Chi può presentare domanda
Dipendente
Lavori da remoto per un'azienda straniera. L'attività lavorativa deve essere rivolta ad aziende al di fuori della Spagna.
Libero professionista/appaltatore
Fornisci servizi a clienti stranieri. Possono essere ammessi clienti spagnoli se non superano il 20% dell'attività professionale totale.
- Nazionalità extra UE/SEE/svizzera.
- Attività reale di società estera per almeno 1 anno.
- Rapporto di lavoro o professionale da almeno 3 mesi prima del deposito.

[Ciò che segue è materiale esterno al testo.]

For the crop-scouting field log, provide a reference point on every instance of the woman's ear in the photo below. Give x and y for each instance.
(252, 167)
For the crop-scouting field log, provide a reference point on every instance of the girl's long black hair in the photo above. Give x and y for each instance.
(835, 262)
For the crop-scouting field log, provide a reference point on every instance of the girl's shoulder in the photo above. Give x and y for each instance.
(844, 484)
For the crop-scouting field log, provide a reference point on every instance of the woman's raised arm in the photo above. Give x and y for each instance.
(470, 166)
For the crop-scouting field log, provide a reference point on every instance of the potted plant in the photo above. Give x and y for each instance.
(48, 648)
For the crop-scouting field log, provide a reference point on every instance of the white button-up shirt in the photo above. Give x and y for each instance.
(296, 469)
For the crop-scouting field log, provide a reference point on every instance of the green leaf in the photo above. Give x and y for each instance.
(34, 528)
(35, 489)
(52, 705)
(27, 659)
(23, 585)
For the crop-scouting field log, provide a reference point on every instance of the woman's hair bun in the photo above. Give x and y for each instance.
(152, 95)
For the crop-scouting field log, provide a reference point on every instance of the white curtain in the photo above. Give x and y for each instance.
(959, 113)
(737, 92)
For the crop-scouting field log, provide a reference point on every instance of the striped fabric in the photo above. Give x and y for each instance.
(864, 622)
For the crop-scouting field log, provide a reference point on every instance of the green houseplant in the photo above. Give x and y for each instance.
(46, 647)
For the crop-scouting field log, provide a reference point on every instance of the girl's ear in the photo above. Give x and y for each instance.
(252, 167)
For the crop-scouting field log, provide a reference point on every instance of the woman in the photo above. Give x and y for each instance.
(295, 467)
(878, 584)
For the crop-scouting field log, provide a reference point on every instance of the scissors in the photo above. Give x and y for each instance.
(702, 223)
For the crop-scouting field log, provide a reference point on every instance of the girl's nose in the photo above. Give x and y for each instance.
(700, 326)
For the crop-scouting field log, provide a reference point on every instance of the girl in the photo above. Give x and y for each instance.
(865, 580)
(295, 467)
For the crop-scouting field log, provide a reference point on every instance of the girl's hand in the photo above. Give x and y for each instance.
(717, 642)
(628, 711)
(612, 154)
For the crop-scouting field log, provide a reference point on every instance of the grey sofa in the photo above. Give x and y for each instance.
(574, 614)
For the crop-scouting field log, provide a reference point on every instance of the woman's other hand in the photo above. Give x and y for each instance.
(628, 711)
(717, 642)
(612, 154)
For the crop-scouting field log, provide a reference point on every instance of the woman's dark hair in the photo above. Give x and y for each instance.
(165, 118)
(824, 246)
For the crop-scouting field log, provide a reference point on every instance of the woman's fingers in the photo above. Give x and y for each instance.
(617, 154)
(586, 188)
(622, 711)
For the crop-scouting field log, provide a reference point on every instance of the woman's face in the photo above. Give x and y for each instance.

- Prova che il lavoro può essere eseguito a distanza.
- Titolo di studio superiore, formazione professionale superiore o almeno 3 anni di esperienza professionale.
- Certificati del casellario giudiziale e copertura sanitaria valida.
- Mezzi finanziari sufficienti. Nel 2026 la referenza principale del richiedente è €2.442/mese.
Durata e famiglia
Il visto consolare può essere concesso per un periodo massimo di 1 anno. Il permesso di soggiorno UGE può essere concesso fino a 3 anni e rinnovato per periodi di 2 anni se continuano a sussistere i requisiti. I familiari potranno essere inclusi o uniti successivamente ai sensi della Legge 14/2013.
Nota fiscale
Il permesso potrebbe aprire la porta al regime fiscale impatriato della Spagna, comunemente noto come Legge Beckham, ma non è automatico. L’ammissibilità fiscale dovrebbe essere rivista prima della presentazione della domanda.